Additionally he spoke of the high fat grass-fed meat having a much denser nutrient profile then its confinement raised counterpart.
D: “Do you know how your yield of milk per day per cow compares to that of a farmer that does not grass feed?”
Answer: “I have a very good idea because I used to farm that way. We get about 1/6th the production because we do not push our cows to capacity.”
D: “When you have the opportunity to interact with your peers (other farmers) do you find there is any resistance or stigma associated with traditional farming verses commercial farming?”
Answer: “Not as much as there used to be.” Mark elaborated saying most farmers ignore that grass farmers are “out there” saying they don’t think it could work for them.

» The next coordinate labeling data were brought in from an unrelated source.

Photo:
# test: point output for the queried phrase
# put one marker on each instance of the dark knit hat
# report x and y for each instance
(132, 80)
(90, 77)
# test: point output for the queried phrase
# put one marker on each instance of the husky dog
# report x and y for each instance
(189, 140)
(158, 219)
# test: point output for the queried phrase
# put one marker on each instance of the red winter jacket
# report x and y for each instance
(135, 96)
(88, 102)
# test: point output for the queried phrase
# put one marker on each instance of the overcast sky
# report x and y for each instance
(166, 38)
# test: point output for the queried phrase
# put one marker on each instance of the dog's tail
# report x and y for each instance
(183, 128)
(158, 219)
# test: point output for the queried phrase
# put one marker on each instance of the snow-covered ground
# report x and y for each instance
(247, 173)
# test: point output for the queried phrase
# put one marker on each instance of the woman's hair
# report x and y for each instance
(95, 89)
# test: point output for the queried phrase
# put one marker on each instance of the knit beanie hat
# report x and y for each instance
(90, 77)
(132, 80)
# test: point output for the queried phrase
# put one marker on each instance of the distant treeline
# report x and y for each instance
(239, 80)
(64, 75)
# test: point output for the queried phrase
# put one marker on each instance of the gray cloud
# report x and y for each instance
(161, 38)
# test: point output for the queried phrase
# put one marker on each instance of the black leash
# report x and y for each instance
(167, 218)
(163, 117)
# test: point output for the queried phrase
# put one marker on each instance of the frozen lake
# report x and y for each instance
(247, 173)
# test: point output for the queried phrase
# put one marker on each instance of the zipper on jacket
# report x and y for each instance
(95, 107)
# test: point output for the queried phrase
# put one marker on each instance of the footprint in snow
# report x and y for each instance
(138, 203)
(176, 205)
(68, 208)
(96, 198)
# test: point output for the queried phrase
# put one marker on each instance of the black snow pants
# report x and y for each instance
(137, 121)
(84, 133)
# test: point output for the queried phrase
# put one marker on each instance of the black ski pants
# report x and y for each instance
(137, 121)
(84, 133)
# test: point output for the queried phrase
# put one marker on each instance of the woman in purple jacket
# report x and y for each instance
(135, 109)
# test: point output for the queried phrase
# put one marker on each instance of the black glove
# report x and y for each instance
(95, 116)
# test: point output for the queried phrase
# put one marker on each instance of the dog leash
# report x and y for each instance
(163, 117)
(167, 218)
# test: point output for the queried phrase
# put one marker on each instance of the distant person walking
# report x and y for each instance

I found my conversation with Mr. Nolt very informative and felt I could have talked to him at great length about his farming practices and the higher quality of food. I had heard some of the things he said regarding skim milk and feeding it to pigs but was not sure if it was true. I do a good deal of research online but am often chastised by family and friends for “believing everything I read online.” It was nice to have some of the things I suspected verified by a real, live local individual. I acknowledge that the internet is somewhat of a Pandora’s Box of information and one can easily get lost between fact and fiction. Actually hearing that the Low Fat concept was all a marketing tool from the lips of a real farmer not more than 30 miles from my home was confirmation to me that the claims against mainstream media and health claims are not all the work of some crazy conspiracy theorist sitting behind a keyboard but rather legitimate issues that we should all be aware of.
I believe more and more that we must be responsible for our health and not rely so much on main stream media and the “newest, latest greatest” that comes along. Tried and true traditional foods and food preparation seem to be much healthier for us.
Would you pay $12.00 for a pound of butter? What about drinking raw milk; do you drink it or would you try it?